Technical information
- Class: C1
- ERP: 40,000 watts average 100,000 watts peak
- HAAT: 139.9 metres (459 ft)

Links
- Website: kx947.fm

= CHKX-FM =

Radio station in Hamilton, Ontario

CHKX-FM is a Canadian radio station, broadcasting at 94.7 FM from Hamilton, Ontario and licensed to Hamilton/Burlington. The station airs a country format branded as KX 94.7. CHKX's studios are located on Upper Wellington Street in Hamilton, while their transmitter is located atop the Niagara Escarpment near Stoney Creek.

The station cannot be reliably heard in most of the Niagara Region due to the presence of adjacent-channel interference from WNED-FM, a classical music station in Buffalo, New York.

==History==
===Wave 94.7===

Wave 94.7 Logo 2000-2011

CHKX-FM originally launched on September 1, 2000, as CIWV-FM with a smooth jazz format by Burlingham Communications Inc., a company controlled by Douglas Kirk, the owner of CJKX-FM in Ajax. Local radio consultant Rae Roe initially owned a small interest in the company. Roe sold his interest in the station in early 2001.

In 2007, the station applied to add new transmitters in Meaford, Peterborough and Ottawa, Ontario. All applications were denied by the CRTC.

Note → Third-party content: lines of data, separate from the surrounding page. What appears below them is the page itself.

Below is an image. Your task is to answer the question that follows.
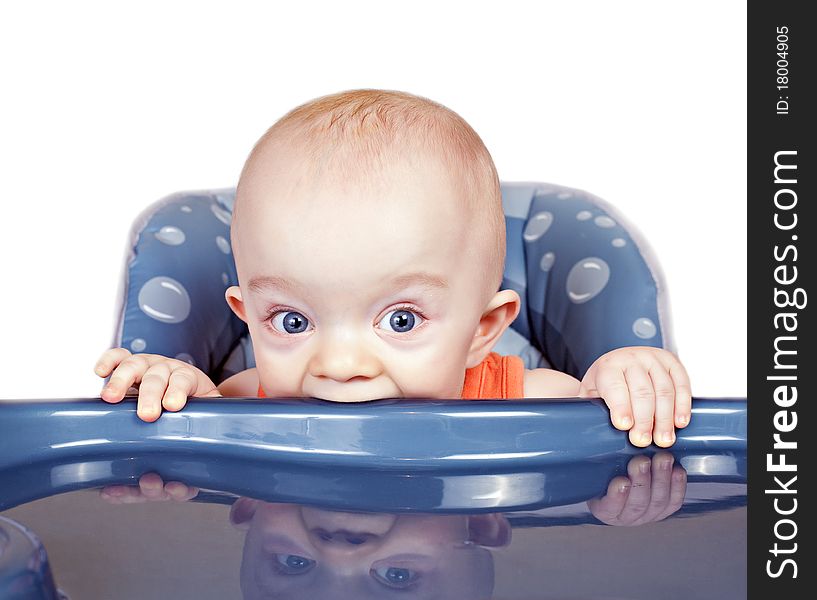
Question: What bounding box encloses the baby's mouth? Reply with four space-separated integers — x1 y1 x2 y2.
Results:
308 390 395 404
304 378 399 404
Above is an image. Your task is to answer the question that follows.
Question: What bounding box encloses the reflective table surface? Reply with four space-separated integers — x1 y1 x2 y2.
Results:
1 397 746 599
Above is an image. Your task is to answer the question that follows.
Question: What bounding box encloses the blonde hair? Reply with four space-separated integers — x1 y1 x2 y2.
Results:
236 89 506 297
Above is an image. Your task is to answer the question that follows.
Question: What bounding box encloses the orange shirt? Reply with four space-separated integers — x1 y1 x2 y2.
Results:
460 352 525 399
256 352 525 400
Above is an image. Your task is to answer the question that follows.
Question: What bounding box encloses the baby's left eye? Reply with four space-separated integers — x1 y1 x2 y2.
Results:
273 554 315 575
371 565 419 588
377 309 424 333
271 311 311 334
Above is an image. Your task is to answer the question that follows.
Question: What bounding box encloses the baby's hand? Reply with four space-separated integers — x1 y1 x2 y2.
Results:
100 472 199 504
587 452 687 526
94 348 221 422
579 346 691 447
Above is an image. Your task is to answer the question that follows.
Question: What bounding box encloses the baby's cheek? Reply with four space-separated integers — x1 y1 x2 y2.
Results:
397 364 466 399
412 348 471 398
256 357 305 397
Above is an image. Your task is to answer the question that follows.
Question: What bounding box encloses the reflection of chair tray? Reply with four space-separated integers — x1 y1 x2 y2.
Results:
0 397 745 512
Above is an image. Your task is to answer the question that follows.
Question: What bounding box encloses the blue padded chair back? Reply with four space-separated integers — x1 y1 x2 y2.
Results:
113 183 673 383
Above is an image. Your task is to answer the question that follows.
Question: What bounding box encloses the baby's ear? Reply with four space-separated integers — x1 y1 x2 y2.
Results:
467 514 512 548
465 290 521 369
225 286 248 323
230 497 259 530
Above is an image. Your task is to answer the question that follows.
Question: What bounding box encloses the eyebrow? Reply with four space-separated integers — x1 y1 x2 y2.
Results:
388 272 449 291
247 272 448 294
247 275 302 294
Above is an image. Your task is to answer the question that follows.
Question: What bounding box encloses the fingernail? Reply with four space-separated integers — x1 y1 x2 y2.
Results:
660 457 673 470
168 393 185 410
662 432 674 445
639 433 652 446
167 485 186 498
677 414 689 426
639 461 650 474
618 483 630 494
138 409 159 422
620 416 633 429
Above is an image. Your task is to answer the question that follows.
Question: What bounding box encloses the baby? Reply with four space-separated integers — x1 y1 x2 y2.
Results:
94 89 691 447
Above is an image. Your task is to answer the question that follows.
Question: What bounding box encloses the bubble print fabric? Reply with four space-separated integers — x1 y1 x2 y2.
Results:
115 184 671 384
115 190 248 383
501 183 671 379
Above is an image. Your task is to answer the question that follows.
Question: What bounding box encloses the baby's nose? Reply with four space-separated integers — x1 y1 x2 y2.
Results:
313 528 376 546
308 334 381 382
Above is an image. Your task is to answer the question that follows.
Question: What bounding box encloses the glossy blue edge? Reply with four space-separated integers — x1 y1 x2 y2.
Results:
0 397 745 470
0 397 745 512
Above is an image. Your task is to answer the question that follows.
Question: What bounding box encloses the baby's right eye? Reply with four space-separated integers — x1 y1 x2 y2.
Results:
270 311 311 334
273 554 315 575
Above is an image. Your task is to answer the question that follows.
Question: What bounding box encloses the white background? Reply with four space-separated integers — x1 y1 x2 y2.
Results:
0 1 746 399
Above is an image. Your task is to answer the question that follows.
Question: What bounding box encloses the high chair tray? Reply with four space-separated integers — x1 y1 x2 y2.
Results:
0 397 747 600
0 397 745 472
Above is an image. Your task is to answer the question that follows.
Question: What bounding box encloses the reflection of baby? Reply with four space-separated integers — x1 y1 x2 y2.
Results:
232 502 504 599
102 476 506 599
96 88 691 447
101 453 686 599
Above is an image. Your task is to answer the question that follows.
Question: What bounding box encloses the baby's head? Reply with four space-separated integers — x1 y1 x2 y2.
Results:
225 89 520 401
230 500 508 599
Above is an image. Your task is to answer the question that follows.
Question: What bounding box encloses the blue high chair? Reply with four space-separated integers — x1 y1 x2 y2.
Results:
113 182 673 384
1 185 747 600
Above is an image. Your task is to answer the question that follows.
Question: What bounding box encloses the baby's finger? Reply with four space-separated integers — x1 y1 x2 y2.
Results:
100 486 145 504
138 473 168 500
136 362 172 422
645 462 688 524
668 360 693 428
94 348 132 378
587 476 631 523
617 455 652 522
594 367 633 431
650 366 677 447
161 367 198 412
624 364 655 447
658 466 688 520
99 485 132 502
101 354 150 404
621 453 680 527
164 481 199 501
638 453 674 524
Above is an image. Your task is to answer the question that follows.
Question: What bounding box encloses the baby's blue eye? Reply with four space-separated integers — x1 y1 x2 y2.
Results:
372 566 418 588
274 554 315 574
378 309 423 333
271 311 310 334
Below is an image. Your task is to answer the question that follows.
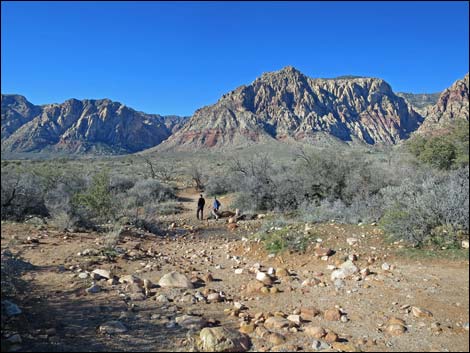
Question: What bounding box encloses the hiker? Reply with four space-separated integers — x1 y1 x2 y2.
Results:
197 194 205 220
212 196 221 220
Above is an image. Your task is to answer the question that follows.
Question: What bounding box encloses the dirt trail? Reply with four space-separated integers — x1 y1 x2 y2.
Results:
1 189 469 352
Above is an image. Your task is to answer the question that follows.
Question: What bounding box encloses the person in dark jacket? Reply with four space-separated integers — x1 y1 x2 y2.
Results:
197 194 205 220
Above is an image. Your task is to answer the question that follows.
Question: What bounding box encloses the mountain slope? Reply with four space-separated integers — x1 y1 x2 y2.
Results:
1 95 187 155
158 66 423 150
416 73 469 136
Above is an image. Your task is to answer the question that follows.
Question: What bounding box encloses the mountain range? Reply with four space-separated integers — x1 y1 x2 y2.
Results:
1 67 468 156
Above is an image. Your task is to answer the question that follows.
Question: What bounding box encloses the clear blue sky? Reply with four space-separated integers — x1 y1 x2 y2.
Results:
2 1 469 116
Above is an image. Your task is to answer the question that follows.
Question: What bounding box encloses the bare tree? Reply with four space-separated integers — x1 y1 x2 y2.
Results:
189 164 205 191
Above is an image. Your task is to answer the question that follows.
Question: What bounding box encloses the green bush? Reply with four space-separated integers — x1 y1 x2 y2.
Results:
73 170 115 222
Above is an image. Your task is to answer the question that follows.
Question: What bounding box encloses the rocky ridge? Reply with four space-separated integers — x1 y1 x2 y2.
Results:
159 66 424 150
1 95 187 155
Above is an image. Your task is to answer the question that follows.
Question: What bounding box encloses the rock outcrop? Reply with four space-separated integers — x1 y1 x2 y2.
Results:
416 73 469 135
159 66 423 150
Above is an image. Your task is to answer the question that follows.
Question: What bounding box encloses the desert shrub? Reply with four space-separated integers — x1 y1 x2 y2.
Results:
73 170 115 222
44 184 78 230
205 174 234 197
125 179 175 205
1 169 48 220
380 167 469 246
254 219 313 254
406 121 469 170
109 174 136 193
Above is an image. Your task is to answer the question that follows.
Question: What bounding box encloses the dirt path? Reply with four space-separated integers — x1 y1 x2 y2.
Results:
1 189 469 352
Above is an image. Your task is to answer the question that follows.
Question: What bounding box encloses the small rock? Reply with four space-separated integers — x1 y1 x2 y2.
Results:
256 271 273 286
305 326 326 338
6 334 22 344
312 339 330 351
2 300 22 317
324 309 342 321
92 269 111 280
381 263 391 271
207 293 221 303
411 306 433 318
86 284 101 294
99 320 128 334
264 317 290 330
287 314 301 325
324 331 339 343
78 272 89 279
175 315 208 330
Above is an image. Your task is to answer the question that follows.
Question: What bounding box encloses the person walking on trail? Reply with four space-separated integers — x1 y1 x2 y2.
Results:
212 196 221 220
197 194 205 220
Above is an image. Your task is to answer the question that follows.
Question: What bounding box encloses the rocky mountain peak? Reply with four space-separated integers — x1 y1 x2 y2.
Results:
158 67 423 150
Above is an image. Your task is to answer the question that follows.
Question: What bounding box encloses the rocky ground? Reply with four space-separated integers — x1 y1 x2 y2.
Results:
1 189 469 352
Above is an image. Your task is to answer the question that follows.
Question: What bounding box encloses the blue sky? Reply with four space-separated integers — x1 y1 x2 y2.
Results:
1 1 469 116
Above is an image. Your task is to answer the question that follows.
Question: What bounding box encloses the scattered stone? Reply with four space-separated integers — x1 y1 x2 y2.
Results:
86 283 101 294
207 293 221 303
239 322 256 334
305 326 326 339
276 268 289 278
92 269 111 280
270 287 279 294
287 314 301 325
156 294 170 303
119 275 143 285
462 240 469 249
203 273 214 283
314 248 334 257
158 271 194 289
331 342 360 352
385 317 407 336
175 315 208 330
346 238 359 246
331 260 359 280
312 339 331 351
235 268 244 274
411 306 433 318
324 308 342 321
2 300 22 317
78 272 89 279
245 280 265 294
267 332 286 345
381 263 391 271
6 334 22 344
264 317 290 330
300 307 321 321
324 331 339 343
256 272 273 286
99 320 128 334
199 327 251 352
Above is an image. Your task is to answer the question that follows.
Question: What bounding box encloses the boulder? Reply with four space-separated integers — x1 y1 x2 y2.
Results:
199 327 251 352
158 271 194 289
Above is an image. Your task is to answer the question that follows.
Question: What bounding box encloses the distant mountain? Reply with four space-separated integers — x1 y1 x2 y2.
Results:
416 73 469 136
396 92 440 115
158 66 423 150
1 95 188 155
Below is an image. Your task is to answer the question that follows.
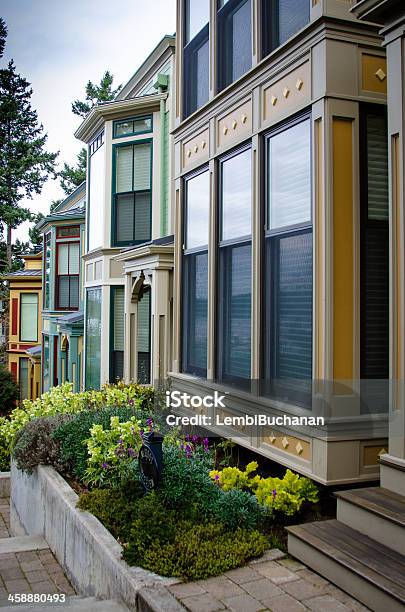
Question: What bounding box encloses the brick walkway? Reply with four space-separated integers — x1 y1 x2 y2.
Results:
168 549 370 612
0 498 75 606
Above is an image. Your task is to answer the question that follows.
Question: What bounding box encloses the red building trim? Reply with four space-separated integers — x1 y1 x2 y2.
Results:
11 299 18 336
10 362 17 381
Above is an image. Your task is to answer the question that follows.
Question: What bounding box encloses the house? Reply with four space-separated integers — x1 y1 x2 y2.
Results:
75 35 175 389
4 253 42 400
170 0 390 486
36 182 86 393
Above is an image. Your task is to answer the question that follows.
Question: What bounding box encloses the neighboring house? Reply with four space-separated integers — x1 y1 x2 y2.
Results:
0 300 5 349
36 182 86 393
4 253 42 400
170 0 390 486
75 35 175 390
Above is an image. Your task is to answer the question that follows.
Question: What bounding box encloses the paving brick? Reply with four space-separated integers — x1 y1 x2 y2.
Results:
221 593 264 612
277 558 306 572
0 555 18 570
296 568 330 588
0 567 24 581
304 595 352 611
24 570 51 584
242 577 282 601
169 583 207 599
51 574 71 590
30 580 58 594
249 549 286 564
4 579 31 593
254 561 300 584
261 593 307 612
195 577 244 599
181 594 225 612
225 566 262 585
282 578 326 600
16 551 37 563
20 560 44 573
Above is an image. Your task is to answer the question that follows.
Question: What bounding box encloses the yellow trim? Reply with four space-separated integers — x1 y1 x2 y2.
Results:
362 54 387 95
393 134 402 380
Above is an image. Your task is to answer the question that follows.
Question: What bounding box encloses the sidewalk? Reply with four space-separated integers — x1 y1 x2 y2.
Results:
168 549 370 612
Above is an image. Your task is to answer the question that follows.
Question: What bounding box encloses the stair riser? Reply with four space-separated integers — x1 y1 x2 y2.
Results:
337 498 405 556
288 533 405 612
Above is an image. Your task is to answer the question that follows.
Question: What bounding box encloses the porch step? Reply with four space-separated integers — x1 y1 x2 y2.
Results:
0 535 48 554
287 519 405 612
336 486 405 555
0 596 131 611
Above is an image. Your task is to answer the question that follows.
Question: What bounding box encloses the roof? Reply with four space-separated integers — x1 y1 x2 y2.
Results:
52 182 86 214
26 345 41 357
3 269 42 279
36 204 86 232
56 311 84 325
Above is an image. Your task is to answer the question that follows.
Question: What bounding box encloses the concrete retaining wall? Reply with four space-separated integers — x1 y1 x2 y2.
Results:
0 472 10 498
10 463 183 611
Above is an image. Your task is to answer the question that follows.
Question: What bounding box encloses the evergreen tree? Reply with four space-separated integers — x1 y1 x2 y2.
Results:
59 147 87 196
0 60 58 270
0 18 7 59
72 70 122 118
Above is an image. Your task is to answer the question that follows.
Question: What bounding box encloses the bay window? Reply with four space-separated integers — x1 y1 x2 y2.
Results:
113 141 152 246
43 335 50 392
182 169 209 376
183 0 209 118
20 293 38 342
218 148 251 385
110 286 125 382
86 288 102 390
262 0 310 57
44 233 51 309
217 0 252 92
264 116 312 404
56 241 80 310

CHKX-FM Hamilton has gone through several technical changes and more than doubled its power in November 2009.

On September 1, 2007, Burlingham Communications Inc merged with Durham Radio Inc., an Oshawa, Ontario based company also controlled by Douglas Kirk. The new merged entity continued operations under the Durham Radio banner.

===KX 94.7===

Current HD2 format

On August 1, 2011, CIWV dropped its jazz format and flipped to country music as KX 94.7, changing its calls to CHKX-FM to match the new branding; the previous Wave format moved to an internet radio station.

In December 2015, the CRTC granted approval for CHKX to utilize HD Radio services. Wave.FM would return to the airwaves as a digital subchannel on 94.7-HD2 for listeners in the Hamilton area.

In September 2017, sister station CJKX-FM launched HD broadcasts. Like CHKX-HD2, CJKX’s HD2 subchannel airs Wave.FM programming for listeners in Durham Region area.